Começando esperançoso, este é um LP que se torna triste e melancólico com a sucessão temporal. Essa transição faz-se entre o interlúdio “Planetary Ambience” e o tema que dá o nome ao álbum, “Soft Sounds From Another Planet”.Tal como em muitas das suas canções, esta é uma em que Zauner revolve em torno de uma passada relação amorosa, neste caso dos ciúmes e insegurança constantes na mesma. A sua relevância vem por ser a reinvenção do tema “Day 30” do EP de 2013 “June”, com a introdução da guitarra havaiana, que faz recordar as cordas de Alex Scally em temas seletivos dos Beach House, tais que “Master of None” ou “Auburn and Ivory”.
“Boyish”, “Jimmy Fallon Big!” e “Till Death” enquadram-se no mesmo estilo, com a última a destacar-se por ter a mais emocional componente lírica do álbum, intensificada tanto pelos instrumentos de sopro como pela lamuriosa voz de Zauner. Segundo a própria, é uma canção de amor e um agradecimento ao seu marido pela resiliência durante os tempos difíceis – “Your voice, in the night / Sing me to sleep, soothe this insomnia / Haunted dreams, stages of grief / Repressed memories / Anger and bargaining”.
“The Body is a Blade” é um culminar estético no álbum em todas as vertentes: é a composição mais consistente e também a mais bonita; há um contraste entre persistência e vulnerabilidade no som que a compõe, que consegue transpor sonoramente a dicotomia corpo-alma que vem com a cicatrização das feridas, tal como referido em “Try your best to slowly withdraw / From the darkest impulses of your heart / Try your best to feel and receive / Your body is a blade that cuts a path from day to day”. O sintetizador surge a meio do tema, e soa a incentivo para a continuação por entre as dificuldades. Zauner faz assim uma das mais preponderantes e relevantes músicas da sua carreira, garantindo ainda a sua plena articulação com o resto do álbum.
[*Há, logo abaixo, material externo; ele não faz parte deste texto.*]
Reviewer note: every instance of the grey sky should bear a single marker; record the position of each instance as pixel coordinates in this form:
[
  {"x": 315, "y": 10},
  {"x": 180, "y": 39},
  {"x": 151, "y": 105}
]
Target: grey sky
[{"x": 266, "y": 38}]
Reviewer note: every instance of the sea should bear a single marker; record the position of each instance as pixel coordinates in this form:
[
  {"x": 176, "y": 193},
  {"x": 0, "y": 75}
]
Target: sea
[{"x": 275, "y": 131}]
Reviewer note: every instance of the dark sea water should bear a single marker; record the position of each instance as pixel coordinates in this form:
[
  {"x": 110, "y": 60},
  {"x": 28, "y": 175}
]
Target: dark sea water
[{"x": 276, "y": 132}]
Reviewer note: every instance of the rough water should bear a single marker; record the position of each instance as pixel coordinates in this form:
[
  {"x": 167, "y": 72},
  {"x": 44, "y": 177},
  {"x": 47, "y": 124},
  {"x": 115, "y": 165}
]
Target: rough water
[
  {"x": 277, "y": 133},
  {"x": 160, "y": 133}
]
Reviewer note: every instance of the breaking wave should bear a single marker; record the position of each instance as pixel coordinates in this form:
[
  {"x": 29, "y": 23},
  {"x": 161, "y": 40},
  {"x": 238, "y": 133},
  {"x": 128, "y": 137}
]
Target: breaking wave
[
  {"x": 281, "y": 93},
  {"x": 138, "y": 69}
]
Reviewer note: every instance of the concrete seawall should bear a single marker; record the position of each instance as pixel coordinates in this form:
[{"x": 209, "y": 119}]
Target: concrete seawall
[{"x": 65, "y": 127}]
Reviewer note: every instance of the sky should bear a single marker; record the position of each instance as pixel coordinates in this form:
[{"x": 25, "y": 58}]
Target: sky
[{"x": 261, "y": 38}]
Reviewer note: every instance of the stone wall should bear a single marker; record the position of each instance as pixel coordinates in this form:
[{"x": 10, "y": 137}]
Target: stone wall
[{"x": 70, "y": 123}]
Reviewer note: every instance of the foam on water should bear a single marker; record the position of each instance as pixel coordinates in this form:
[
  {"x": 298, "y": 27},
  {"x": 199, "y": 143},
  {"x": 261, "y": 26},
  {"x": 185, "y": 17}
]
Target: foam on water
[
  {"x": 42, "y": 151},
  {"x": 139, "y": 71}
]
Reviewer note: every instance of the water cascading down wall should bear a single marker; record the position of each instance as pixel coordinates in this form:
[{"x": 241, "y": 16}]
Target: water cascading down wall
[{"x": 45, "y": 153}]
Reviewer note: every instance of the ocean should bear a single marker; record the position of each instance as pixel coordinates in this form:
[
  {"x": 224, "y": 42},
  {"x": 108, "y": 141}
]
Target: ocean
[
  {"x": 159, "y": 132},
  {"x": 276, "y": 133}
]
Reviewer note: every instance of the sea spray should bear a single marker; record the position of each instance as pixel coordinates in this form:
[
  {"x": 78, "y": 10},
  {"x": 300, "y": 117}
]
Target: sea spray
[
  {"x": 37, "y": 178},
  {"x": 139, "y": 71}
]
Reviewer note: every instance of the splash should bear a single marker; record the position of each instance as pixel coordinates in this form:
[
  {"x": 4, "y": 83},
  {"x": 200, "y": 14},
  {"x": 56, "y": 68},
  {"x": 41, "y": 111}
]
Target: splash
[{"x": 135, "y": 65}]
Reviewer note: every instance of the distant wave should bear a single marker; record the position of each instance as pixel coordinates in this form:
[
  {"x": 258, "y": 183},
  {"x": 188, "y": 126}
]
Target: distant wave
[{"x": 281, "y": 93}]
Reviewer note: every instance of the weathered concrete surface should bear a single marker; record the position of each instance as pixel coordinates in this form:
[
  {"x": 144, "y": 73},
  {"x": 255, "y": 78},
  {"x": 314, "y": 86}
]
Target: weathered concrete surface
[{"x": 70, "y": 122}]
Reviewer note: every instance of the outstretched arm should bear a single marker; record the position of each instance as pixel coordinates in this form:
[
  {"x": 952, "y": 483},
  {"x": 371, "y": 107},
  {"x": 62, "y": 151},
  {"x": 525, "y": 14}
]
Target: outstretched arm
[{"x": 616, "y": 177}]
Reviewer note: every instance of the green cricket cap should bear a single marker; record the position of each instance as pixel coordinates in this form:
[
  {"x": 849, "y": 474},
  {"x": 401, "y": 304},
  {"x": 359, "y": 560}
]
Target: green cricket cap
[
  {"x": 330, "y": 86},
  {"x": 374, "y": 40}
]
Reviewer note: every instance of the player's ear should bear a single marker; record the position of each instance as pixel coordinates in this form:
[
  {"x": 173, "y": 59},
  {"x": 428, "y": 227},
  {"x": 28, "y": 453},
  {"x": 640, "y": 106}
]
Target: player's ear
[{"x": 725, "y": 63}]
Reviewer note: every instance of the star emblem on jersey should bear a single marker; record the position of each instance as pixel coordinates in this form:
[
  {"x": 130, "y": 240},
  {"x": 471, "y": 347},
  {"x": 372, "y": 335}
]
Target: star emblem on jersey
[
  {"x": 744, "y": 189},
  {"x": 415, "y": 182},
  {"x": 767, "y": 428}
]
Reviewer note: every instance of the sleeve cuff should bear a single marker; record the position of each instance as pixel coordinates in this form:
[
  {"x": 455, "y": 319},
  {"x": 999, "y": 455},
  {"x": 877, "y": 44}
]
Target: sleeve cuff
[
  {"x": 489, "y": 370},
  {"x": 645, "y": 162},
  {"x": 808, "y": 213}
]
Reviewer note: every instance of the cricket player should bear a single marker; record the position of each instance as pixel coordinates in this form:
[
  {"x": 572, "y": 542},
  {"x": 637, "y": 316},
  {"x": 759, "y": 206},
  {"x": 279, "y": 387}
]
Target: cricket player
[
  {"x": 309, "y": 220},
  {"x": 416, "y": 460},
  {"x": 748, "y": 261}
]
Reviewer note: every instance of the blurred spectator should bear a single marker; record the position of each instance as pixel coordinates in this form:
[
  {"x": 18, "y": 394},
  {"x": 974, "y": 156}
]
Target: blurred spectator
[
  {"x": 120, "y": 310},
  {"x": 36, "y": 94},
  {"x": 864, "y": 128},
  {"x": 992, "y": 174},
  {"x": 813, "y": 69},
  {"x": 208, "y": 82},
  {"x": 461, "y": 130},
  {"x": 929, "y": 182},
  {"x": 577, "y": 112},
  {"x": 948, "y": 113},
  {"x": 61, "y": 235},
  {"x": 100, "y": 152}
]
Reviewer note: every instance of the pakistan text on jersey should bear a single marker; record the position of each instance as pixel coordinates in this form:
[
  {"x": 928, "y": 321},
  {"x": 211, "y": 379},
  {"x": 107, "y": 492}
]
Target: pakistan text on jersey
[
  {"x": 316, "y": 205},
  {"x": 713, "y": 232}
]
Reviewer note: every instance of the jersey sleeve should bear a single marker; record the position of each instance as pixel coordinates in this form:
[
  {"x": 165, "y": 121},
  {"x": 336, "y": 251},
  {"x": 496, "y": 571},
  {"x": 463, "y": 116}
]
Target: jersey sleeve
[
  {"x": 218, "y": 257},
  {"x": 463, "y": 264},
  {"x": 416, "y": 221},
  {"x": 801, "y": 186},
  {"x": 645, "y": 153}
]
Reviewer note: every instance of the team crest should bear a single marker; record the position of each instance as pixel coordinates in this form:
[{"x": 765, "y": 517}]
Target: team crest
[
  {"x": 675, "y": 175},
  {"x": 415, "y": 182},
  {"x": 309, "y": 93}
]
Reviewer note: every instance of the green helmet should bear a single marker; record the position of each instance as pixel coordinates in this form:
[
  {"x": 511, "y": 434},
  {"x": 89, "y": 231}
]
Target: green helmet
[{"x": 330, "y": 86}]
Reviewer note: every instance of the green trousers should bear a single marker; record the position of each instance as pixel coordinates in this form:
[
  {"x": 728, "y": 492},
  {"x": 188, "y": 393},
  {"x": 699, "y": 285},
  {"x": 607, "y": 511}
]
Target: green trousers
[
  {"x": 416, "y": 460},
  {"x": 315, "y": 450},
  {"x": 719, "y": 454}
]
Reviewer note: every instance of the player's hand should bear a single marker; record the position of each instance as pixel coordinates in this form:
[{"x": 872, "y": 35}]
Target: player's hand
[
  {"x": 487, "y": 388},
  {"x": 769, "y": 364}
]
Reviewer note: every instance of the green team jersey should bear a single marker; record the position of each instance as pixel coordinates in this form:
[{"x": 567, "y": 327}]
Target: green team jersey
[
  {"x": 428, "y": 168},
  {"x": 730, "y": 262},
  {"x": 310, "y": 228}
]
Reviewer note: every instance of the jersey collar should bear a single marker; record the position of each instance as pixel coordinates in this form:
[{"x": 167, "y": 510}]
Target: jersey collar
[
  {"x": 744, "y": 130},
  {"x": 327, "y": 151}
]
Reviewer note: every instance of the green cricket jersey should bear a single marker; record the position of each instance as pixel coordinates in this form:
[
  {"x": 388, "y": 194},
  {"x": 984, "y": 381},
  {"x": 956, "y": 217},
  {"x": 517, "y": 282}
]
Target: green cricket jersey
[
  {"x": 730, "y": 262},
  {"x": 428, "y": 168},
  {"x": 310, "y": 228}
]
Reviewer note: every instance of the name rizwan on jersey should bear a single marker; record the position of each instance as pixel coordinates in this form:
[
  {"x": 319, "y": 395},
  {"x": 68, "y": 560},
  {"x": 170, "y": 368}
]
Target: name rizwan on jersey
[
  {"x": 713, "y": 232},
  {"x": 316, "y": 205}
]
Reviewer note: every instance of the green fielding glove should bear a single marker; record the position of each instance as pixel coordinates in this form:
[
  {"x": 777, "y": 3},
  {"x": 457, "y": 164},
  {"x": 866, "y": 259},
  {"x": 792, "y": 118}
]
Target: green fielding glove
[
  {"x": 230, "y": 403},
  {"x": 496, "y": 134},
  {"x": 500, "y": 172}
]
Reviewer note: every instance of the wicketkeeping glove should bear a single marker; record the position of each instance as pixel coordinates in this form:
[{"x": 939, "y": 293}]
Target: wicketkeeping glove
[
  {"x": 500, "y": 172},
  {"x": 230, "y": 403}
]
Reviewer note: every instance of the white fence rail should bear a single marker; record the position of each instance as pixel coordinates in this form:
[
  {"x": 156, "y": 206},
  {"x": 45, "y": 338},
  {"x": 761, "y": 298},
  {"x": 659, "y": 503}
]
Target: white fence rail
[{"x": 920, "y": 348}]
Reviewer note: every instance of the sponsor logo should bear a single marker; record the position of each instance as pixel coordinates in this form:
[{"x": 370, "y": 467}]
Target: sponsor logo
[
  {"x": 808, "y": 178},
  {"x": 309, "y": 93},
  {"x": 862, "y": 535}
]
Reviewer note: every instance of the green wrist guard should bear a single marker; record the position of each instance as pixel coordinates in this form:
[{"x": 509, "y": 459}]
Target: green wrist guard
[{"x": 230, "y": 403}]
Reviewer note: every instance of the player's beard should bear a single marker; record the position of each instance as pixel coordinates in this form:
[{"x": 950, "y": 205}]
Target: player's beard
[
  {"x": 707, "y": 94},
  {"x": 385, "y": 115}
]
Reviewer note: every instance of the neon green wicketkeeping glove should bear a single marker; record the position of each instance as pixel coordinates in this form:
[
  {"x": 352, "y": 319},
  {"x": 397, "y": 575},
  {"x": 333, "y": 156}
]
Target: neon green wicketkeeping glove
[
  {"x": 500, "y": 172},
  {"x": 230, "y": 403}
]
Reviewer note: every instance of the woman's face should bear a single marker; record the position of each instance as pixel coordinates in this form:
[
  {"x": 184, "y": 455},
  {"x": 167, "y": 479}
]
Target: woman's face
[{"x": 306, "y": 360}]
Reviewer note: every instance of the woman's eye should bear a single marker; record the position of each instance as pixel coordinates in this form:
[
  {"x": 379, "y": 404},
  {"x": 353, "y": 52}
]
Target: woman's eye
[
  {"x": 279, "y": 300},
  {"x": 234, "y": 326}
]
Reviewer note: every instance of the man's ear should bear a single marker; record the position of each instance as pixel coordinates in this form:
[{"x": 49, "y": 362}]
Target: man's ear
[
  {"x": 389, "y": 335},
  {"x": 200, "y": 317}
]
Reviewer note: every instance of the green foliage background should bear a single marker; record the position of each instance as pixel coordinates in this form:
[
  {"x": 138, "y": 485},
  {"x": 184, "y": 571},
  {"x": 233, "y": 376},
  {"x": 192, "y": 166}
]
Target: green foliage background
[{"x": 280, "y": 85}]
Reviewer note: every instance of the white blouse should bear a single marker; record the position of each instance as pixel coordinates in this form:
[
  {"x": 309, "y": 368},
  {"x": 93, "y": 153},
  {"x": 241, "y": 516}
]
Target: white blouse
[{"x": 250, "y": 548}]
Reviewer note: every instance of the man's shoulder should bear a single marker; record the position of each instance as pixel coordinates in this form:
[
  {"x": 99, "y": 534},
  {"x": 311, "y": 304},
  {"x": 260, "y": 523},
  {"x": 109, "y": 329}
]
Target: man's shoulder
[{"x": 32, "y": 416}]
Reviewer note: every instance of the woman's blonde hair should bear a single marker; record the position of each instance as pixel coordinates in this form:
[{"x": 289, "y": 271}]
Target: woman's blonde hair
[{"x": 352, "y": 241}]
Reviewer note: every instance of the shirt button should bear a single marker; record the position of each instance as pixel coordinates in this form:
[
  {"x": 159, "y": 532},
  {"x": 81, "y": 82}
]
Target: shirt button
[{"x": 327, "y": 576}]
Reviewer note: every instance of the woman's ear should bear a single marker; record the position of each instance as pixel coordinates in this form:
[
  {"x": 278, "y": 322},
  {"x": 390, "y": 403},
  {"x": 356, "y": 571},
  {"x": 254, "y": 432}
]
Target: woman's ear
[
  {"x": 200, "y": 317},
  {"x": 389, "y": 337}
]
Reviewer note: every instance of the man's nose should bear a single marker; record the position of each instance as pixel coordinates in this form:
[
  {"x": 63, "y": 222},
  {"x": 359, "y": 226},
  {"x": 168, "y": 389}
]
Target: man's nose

De espírito notavelmente magoado, Michelle Zauner continua a fazer os seus ritmos pop e rock sonhadores, desta transpondo-se para um estado de maior consciencialização com o seu próprio futuro. Desejando que a felicidade volte a visitar a sua vida – felicidade que no presente álbum é apenas verdadeiramente tátil em “12 Steps” – é inegável como o taciturno tom da sua música se começa a tornar característico; aguarda-se o futuro para ver como a alegria pode contribuir para fazer prevalecer o valor de Japanese Breakfast, e torná-la, como desejado pela própria, uma voz influente para a junção de mais ásio-americanos no panorama musical atual.